Australian politics

Feb 27, 2012

Where government’s reign but don’t govern – the demise of zombie politics.

The ensuing crisis will ensure ... a form of politics in which the government might reign but it no longer governs. For a new world we need a new politics. For bringing this to the attention of many we should be grateful to former PM Rudd.

Bob Gosford — Likes birds and people, not necessarily in that order.

Bob Gosford

Likes birds and people, not necessarily in that order.

Image by Alex Johnson

This is a guest post by my legal, cycling and sea-kayaking mate Martin Hardie from the School of Law at Deakin University.

You can see more of his scratchings and thoughts at his New Pathways for Pro Cycling and his Auskadi sites.

The Demise Of Zombie Politics

A number of academic critics of the global neoliberal system have observed in recent times that in fact the neoliberal is a zombie system, and that in this respect we are governed by a model which embodies the dead walking. Similarly, the focus on the ‘personality’ clash within the Labor Party has starkly revealed the party itself as a zombie party.

In the end the crisis of the Labor Party is not a personality crisis but a crisis of relevance for the way politics is done by the major parties. In the case of Labor, no matter how many times Gillard repeats her mantras, such as the latest, Albanese inspired ‘Great Labor Values’, she will never be able to transform the party into a progressive force that it may once have been.

Doing the hard work on delivering neoliberal reforms or coded dog whistling to the more racist elements of the country do not reflect progressive values, whether ‘Great Labor Values’ or not.

The Malaysia Solution and her inaugural ‘Australia is a sanctuary’ for ‘hard working families’ speech has set the tone of her reign.

Whatever the individual faults of former Prime Minister Rudd may be, they are overshadowed by the collective faults of the Labor Party and its continued masquerade as having any relevance as a progressive force in Australian politics.

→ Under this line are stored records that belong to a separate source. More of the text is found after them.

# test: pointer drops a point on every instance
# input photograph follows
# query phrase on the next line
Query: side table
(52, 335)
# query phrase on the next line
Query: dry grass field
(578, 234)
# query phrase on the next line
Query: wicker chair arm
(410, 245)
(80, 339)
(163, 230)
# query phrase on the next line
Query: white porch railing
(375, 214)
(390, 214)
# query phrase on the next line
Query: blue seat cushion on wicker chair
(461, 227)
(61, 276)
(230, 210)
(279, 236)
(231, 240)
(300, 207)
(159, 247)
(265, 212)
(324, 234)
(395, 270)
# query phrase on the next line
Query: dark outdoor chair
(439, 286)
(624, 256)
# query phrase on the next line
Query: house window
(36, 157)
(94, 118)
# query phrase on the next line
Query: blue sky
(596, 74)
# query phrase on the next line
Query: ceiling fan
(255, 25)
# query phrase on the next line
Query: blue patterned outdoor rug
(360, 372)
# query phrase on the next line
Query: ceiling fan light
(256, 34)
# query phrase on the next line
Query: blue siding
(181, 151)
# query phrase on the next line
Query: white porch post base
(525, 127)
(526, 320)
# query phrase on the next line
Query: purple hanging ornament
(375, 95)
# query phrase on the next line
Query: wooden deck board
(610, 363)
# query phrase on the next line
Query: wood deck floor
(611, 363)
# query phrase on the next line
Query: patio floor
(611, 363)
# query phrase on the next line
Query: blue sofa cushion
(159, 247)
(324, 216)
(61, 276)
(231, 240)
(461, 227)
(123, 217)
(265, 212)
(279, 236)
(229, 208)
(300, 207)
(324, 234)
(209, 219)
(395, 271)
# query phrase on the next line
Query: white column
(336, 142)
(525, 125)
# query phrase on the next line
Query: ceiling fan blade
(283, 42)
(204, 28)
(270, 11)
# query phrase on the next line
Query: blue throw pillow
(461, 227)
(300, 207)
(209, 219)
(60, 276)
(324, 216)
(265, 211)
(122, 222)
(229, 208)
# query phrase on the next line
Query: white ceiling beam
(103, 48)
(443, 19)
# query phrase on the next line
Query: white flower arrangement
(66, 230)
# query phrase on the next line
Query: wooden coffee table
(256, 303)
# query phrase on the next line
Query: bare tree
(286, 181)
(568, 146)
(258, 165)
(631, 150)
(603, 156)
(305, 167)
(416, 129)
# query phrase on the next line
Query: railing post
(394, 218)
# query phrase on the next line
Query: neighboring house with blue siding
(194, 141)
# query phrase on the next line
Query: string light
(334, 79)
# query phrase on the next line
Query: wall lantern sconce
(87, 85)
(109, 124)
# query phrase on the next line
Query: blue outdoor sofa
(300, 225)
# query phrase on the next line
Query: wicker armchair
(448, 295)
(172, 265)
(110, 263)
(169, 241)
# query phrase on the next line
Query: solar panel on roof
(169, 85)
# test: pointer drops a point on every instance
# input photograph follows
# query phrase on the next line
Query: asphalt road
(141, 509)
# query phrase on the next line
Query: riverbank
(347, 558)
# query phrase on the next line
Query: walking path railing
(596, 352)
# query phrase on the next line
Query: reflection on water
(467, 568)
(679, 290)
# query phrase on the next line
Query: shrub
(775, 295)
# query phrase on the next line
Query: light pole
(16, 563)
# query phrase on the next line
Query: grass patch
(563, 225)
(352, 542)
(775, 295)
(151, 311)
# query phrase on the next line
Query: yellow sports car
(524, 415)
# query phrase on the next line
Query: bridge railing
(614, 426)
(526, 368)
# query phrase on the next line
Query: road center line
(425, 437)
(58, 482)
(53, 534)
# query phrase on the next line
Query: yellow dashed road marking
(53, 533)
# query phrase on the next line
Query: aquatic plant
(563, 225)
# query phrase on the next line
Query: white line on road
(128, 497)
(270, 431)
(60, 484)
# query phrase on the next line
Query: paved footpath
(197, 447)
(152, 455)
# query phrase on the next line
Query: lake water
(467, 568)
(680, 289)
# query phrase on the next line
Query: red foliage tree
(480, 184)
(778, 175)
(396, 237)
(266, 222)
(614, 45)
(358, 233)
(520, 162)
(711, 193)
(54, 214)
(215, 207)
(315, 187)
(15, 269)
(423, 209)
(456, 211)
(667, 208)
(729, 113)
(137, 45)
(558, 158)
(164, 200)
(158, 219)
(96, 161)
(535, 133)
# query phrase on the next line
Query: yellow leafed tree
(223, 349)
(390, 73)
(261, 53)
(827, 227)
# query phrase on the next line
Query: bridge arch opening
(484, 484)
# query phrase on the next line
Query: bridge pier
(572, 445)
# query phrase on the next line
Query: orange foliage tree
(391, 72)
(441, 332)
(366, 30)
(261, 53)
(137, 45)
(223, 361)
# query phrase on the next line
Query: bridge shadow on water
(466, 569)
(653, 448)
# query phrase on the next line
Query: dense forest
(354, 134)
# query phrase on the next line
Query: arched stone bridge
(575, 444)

They are overshadowed by the irrelevance of Canberra, its politicians and media to real politics.

It may be true that the party rooms elect the leaders of the respective ‘political’ parties (‘political’ because really they are no more than managerial elites).  But no matter how many times Crean lectures us on the reality of the system he will never convince people on the street that the Labor Party is doing a good job. Whether they are or not is irrelevant.

Crean, Gillard and others seem to believe that if they continue to appeal to our rational side and understand that they really do have our best interests at heart we will all come to our senses and see their particular light on the hummock.

Their particular appeals to the reality of the political process are smothered with the rhetoric of democratic centralism and of being good neoliberal managers. But what they seem incapable of understanding is that the rest of world is no longer the same as the small one which they inhabit. In the world of the global society of the spectacle what passes for politics is exactly celebrity Big Brother. In this world it is events that shape the future and not the rolling out of good policy.

Like it or not this is the world we live in.

The appeal of former Prime Minister Rudd may simply be that it consists in the fact that he seems to speak directly to people, that he seems to want to engage them in the process of governance. His appeal may quite simply consist in the fact that he seems to have not been beholden to the elites of the Labor Party and the bureaucracy. Some people seem to actually like the fact that he kept bureaucrats waiting for three hours, that he behaves badly, that he is an ideas man, that he speaks to the people and not the centralism of the Labor caucus.

In the end former Prime Minister Rudd may not be the answer to a new progressive politics, but he may well still continue to serve as a catalyst that will more than likely see the continued transformation of the political system in Australia. In the face of a wave of new progressive democratic movements across the globe, such as the Occupy movements and Real Democracy Now in Spain what we will probably see is the demise of Labor as the pretender of progressive politics in Australia.

The next election could well see more informal voting, the election of more independents and more Greens along with an Abbot PM. The ensuing crisis will ensure the slow demise of democratic centralism of the collective party rooms as we continue to see people walk away from a form of politics in which the government might reign but it no longer governs.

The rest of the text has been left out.